Книги

Мастерство Некрасова

22
18
20
22
24
26
28
30

«Граф был образцом добродетели!»

Прославление добродетели являлось таким же оплотом николаевской кнутобойной монархии, как пресловутая казенная триада: «православие, самодержавие, народность».

Поэтому представителям прогрессивного лагеря необходимо было разоблачать это взлелеянное крепостничеством слово, показать, что оно входит в систему правительственного лицемерия, государственной лиги.

Это и было начато «Мертвыми душами». Там уже в первой главе мы читаем про отъявленного пройдоху и плута:

«Говорили ли о добродетели, и о добродетели рассуждал он очень хорошо, даже со слезами на глазах».

Некрасов в своих ранних сатирах пошел по тому же пути. В каждой из них слово добродетель он прочно прикрепил к негодяям.

В «Современной оде» он так и говорит одному из них:

Украшают тебя добродетели, До которых другим далеко. (I, 11)

В стихотворении «Чиновник» такой же стяжатель и вор славит добродетель по-чичиковски:

И называл святую добродетель Первейшим украшением души. (I, 194) Третий сам говорит о себе: «...я благонамерен, За добро стою!» (I, 20)

(На казарменно-казенном языке того времени «благонамеренность» и «добродетель» — синонимы.)

Четвертый даже похваляется своей добродетелью:

Живя согласно с строгою моралью, Я никому не сделал в жизни зла. (I, 45)

Пятый тоже объявляет себя апостолом нравственности:

И сам я теперь благоденствую, И счастье вокруг себя лью: Я нравы людей совершенствую, Полезный пример подаю. (I, 153)

И в своих позднейших стихах, уже не относящихся к этому циклу, Некрасов точно так же указывал, что в тогдашнем растленном быту добродетель есть псевдоним негодяйства:

— Тут нужна лишь добродетель! — (III, 117)

говорил у него темный делец. А о другом, наиболее презренном и гнусном, поэт опять-таки восклицал с ироническим пафосом:

Муза! воспой же его добродетели! (II, 75)

Всюду та же гоголевская тема: фарисейство социального уклада, поголовное лицемерие привилегированных классов, под прикрытием которого насильники всех рангов совершают свои преступления.

Здесь некрасовская сатира непосредственно связана с гоголевской.

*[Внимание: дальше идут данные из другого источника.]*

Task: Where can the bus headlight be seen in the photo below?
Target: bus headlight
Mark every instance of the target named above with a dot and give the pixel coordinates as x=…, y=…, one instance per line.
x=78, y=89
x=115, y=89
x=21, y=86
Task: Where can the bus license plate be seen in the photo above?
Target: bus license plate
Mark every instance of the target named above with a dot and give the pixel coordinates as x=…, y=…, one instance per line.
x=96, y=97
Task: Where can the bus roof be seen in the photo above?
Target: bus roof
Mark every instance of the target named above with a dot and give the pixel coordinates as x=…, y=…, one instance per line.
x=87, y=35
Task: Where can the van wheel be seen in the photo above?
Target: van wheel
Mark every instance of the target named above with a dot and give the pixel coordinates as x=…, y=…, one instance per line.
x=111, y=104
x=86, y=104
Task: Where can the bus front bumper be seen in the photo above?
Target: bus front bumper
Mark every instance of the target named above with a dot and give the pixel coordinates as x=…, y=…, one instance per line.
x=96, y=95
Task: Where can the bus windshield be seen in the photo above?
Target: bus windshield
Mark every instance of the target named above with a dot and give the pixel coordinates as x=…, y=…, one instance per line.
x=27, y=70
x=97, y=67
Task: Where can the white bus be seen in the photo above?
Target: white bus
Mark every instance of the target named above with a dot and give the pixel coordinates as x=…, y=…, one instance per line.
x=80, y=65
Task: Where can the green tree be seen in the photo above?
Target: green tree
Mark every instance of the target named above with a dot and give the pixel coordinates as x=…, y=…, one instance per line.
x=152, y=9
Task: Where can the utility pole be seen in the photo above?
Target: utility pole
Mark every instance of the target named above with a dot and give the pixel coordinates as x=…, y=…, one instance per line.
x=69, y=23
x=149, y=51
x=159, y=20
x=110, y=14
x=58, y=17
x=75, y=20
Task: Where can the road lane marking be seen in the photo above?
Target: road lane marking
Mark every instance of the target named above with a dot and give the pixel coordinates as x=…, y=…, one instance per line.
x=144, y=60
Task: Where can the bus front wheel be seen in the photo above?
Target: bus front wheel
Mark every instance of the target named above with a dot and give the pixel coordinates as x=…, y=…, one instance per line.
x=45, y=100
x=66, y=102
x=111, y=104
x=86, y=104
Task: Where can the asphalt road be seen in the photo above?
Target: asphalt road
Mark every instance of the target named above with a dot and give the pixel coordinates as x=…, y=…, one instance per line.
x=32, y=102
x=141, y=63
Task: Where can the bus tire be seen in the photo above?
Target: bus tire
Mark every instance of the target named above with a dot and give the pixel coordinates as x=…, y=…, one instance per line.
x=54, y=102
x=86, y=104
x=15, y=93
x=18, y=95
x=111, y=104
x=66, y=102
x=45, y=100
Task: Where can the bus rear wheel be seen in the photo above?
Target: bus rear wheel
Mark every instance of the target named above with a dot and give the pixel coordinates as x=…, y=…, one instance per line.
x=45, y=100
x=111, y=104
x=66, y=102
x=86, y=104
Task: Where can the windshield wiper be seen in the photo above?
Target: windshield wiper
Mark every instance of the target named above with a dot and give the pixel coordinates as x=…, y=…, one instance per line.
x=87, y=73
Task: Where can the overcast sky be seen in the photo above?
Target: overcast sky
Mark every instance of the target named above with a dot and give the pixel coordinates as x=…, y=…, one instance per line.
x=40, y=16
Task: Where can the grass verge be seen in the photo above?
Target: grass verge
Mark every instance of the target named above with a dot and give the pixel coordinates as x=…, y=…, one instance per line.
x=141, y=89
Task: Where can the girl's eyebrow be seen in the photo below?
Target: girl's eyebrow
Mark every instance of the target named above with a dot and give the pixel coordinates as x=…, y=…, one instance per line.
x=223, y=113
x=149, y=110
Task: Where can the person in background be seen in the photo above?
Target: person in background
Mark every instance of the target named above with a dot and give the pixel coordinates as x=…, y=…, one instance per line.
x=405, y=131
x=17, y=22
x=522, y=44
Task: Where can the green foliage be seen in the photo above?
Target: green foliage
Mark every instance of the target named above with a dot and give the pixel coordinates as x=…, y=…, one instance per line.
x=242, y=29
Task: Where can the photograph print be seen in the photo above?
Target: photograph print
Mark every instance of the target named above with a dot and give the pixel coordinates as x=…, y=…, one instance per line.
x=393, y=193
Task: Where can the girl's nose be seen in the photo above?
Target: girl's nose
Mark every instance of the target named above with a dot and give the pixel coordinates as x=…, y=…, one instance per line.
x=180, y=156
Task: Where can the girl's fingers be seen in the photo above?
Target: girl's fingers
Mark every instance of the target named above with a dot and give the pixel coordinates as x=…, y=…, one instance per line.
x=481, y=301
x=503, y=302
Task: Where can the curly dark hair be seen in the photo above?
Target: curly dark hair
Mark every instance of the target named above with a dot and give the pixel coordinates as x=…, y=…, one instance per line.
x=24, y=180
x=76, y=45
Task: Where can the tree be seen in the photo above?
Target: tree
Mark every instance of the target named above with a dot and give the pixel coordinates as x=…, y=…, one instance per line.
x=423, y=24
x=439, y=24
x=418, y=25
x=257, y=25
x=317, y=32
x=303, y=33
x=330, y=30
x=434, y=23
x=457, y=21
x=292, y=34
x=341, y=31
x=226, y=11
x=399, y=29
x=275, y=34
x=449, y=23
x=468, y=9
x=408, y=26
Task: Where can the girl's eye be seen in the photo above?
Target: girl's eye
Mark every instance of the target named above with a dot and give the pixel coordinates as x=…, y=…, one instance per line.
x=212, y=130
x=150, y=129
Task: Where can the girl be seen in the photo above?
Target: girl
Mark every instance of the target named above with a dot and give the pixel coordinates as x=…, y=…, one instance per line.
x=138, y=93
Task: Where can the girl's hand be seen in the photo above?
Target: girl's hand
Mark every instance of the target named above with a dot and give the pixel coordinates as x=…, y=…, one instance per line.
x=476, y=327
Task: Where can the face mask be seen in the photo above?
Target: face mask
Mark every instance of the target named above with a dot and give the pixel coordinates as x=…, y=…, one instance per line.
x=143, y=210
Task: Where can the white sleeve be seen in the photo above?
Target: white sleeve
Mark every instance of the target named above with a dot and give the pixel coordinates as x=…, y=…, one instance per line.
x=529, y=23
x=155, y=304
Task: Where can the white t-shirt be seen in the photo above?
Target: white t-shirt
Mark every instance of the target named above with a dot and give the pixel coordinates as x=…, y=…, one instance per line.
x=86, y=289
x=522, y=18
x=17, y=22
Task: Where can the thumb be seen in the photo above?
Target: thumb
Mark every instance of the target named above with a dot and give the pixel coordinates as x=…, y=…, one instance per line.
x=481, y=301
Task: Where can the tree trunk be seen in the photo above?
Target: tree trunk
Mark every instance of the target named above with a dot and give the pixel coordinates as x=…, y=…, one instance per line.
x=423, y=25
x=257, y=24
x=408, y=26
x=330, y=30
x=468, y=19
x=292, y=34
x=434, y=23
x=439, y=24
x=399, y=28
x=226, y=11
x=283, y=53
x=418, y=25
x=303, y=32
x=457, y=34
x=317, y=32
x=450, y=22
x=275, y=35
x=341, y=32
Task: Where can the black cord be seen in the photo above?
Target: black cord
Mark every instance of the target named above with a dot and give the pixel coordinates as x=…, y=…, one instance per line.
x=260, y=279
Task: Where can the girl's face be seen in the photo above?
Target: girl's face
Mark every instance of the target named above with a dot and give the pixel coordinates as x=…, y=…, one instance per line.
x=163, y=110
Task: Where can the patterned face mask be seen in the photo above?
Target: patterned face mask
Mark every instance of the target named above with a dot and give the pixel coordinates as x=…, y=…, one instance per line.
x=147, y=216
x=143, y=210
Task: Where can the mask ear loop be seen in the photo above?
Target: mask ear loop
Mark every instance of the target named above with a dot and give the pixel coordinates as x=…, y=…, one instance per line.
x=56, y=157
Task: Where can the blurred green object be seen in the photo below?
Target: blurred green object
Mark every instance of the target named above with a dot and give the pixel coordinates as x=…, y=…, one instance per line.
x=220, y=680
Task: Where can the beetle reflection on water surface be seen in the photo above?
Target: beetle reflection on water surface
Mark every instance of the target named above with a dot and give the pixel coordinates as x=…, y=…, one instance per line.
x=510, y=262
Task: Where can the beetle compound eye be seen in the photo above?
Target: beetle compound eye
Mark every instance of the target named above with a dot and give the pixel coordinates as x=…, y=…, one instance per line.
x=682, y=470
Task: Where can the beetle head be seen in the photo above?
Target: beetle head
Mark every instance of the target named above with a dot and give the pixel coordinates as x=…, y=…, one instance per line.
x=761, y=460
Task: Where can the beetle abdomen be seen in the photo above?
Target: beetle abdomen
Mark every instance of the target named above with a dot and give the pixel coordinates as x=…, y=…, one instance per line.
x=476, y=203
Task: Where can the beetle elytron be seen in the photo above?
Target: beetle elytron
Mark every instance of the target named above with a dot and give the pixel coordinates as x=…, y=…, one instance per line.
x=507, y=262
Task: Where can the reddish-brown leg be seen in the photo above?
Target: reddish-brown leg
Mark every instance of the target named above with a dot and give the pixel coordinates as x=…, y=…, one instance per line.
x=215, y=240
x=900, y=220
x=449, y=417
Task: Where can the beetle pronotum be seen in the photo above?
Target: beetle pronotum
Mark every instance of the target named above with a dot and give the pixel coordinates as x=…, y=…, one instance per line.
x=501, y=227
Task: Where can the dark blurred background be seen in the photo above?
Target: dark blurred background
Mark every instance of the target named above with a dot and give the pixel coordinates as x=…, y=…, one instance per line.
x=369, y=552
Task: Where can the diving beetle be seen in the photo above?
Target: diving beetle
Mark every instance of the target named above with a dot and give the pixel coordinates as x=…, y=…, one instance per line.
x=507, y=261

«Теперь, — писал Гоголь, — у нас подлецов не бывает, есть люди благонамеренные, приятные, а таких, которые бы на всеобщий позор выставили свою физиогномию под публичную оплеуху, отыщется разве каких-нибудь два, три человека, да и те уже говорят теперь о добродетели» («Мертвые души», гл. XI).

«Плут (по выражению Гоголя в «Театральном разъезде»), корчащий рожу благонамеренного человека», был тогда центральной фигурой самодержавно-крепостнического быта. Благонамеренность (то есть верность режиму) ценилась тогда превыше всего. И ею оправдывались любые пороки. «Царство грабежа и благонамеренности», — сказал о тогдашней официальной России один из летописцев той эпохи.[77]

Всем жизнеописанием Чичикова Гоголь продемонстрировал перед читательской массой, что в ту пору благонамеренность была неразрывно сопряжена с грабежом.

Уже здесь, на этом малом примере, можно отчетливо видеть, как велико было единение Некрасова с Гоголем и как упорно поэт продолжал его дело.

Но продолжать — не значит повторять и копировать. Поэзия Некрасова есть новый этап гоголевского направления, этап, на котором обличение общественных зол сочетается с призывами к активному уничтожению их.